Posted: March 27, 2014 2:23 p.m.
Updated: March 28, 2014 5:00 a.m.

It doesn’t matter whether you’re a fan of the Gamecocks, Tigers, Bulldogs or Wolfpack. The face of college sports could change radically following a ruling earlier this week that football players at Northwestern University have the right to form a labor union. A National Labor Relations Board official ruled that at that academically exclusive school, athletes who receive full scholarships are considered employees under federal law and thus can unionize.

The decision, which will be appealed, has the potential to change the entire structure of big-time college athletics.
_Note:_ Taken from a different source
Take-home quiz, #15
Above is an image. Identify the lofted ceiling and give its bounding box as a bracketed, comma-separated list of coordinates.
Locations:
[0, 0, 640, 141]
There are many factors involved in the decision and the plan by football players to gain more benefits, but all of them strike at the heart of the scholarship system, in which gifted athletes are given free rides in return for their prowess on the playing fields -- or courts, or pools, or whichever venue you happen to choose. An NBC poll showed that 91 percent of Americans disagree with the NLRB’s ruling.

There has been controversy for years over the power of college sports -- football in particular -- and the fact that at many schools, a preponderance of girdiron players are admitted under special circumstances which allow them to bypass normal academic guidelines. And there have been startling revelations, among them the scandal at the University of North Carolina in which the chairman of the African-American Studies department held courses in which enrollees didn’t even have to attend class but were rewarded good grades that kept them eligible for football. That professor has since been indicted.

College football -- and basketball, to a lesser degree -- is big business, generating billions of dollars, and it provides entertainment to millions of alumni and other fans. The game could be in for wholesale changes if the NLRB ruling is upheld and athletes begin to unionize.